The inspection of Bournemouth council was conducted by Her Majesty’s Inspectors between 9 and 13 December 2013. The inspection was carried out because the council had one of the lowest proportion of pupils attending a good or better primary and secondary school.
However, inspectors have found that actions taken by Bournemouth’s school improvement services have had a positive impact on the quality of education in its schools. Improvement has also been confirmed by the increase in the proportion of pupils who attend a good or better primary school.
The letter sets out that Bournemouth’s vision for its schools is ambitious where partners involved understand and share the drive for all pupils to attend a good or better school by the end of 2015. School leaders recognise their personal responsibility for school improvement and the local authority’s role to champion excellence through support and challenge.
Bournemouth’s decision to act as a broker and encourage schools to form collaborative trusts where schools are providing school-to-school challenge and support has been especially effective.
As a result of these effective measures and the council’s scrutiny of pupils’ progress and attainment, children’s progress at the end of primary school has improved and has done so at a faster rate than seen nationally. However, pupils’ progress in mathematics has not improved as much as in reading and writing when compared with national rates of improvement.
The outcomes for children gaining five or more GCSE at A* to C including English and maths is also good with 64% of pupils achieving this result, which is higher than the national figure (61%).
However, more could be done for children from poor backgrounds. The attainment gap between children eligible for free school meals and their peers vary widely from school to school. Tackling this unacceptable inequality is an urgent issue for the local authority and its schools.
Bradley Simmons, Ofsted’s Regional Director for the South West said:
Much credit goes to Bournemouth council, who working along with school leaders is providing effective support and challenge to ensure more children are now going to a good or better school.
However, more still needs to be done. The education gap between children on free school meals and their peers must be addressed. We will closely monitor this to ensure improvements are made for children from disadvantaged background.

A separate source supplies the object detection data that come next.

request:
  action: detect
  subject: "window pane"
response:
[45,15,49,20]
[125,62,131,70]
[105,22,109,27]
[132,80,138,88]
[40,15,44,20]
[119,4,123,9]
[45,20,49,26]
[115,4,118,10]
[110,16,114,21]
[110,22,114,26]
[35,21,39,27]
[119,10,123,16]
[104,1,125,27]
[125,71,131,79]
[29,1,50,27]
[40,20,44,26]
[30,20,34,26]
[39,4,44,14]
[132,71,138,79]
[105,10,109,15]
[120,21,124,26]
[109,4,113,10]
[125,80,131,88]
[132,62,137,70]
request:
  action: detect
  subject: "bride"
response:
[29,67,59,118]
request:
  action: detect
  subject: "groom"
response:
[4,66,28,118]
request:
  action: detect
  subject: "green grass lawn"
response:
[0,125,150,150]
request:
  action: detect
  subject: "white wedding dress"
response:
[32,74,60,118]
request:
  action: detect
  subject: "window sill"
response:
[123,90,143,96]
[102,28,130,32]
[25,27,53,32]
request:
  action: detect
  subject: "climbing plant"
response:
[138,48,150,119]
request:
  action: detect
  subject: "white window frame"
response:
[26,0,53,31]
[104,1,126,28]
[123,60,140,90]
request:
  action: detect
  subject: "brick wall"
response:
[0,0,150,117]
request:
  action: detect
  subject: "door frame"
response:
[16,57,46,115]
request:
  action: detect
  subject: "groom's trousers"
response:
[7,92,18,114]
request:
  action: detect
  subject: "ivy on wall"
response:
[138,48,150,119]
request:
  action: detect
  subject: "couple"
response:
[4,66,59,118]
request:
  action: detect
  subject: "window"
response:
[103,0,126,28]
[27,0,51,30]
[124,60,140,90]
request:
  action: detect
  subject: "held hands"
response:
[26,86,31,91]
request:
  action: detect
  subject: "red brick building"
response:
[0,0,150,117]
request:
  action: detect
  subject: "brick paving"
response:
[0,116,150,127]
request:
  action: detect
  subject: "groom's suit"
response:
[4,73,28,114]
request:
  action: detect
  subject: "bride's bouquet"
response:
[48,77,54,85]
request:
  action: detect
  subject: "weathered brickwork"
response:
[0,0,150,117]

Areas where Bournemouth needs to improve include:
- Making sure that collaborative trusts focus their efforts on narrowing the gap between the attainment and progress of pupils supported by the pupil premium funding and others.
- Taking urgent steps to promote the sharing of best practice in the teaching of mathematics across the collaborative trusts
The report is published on the Bournemouth page on Ofsted’s reports website.
Notes to editors
Kevin Jane, Her Majesty’s Senior Inspector for South West will be available for interviews on Friday 31 January 2014. Please call Ofsted’s Press Office for interview requests.
The framework for the inspection of local authority arrangements for supporting school improvement
The local authority school improvement framework, which took effect in June 2013, enables Ofsted for the first time to inspect the school improvement functions of any local authority where there are concerns that the statutory duty to improve school standards is not being met. This may include areas where the performance of schools has declined.
Inspections under the new local authority school improvement framework will not be universal and Ofsted will inspect only where there are concerns about performance or where requested to do so by the Secretary of State. Local authorities will receive up to five days’ notice of an inspection.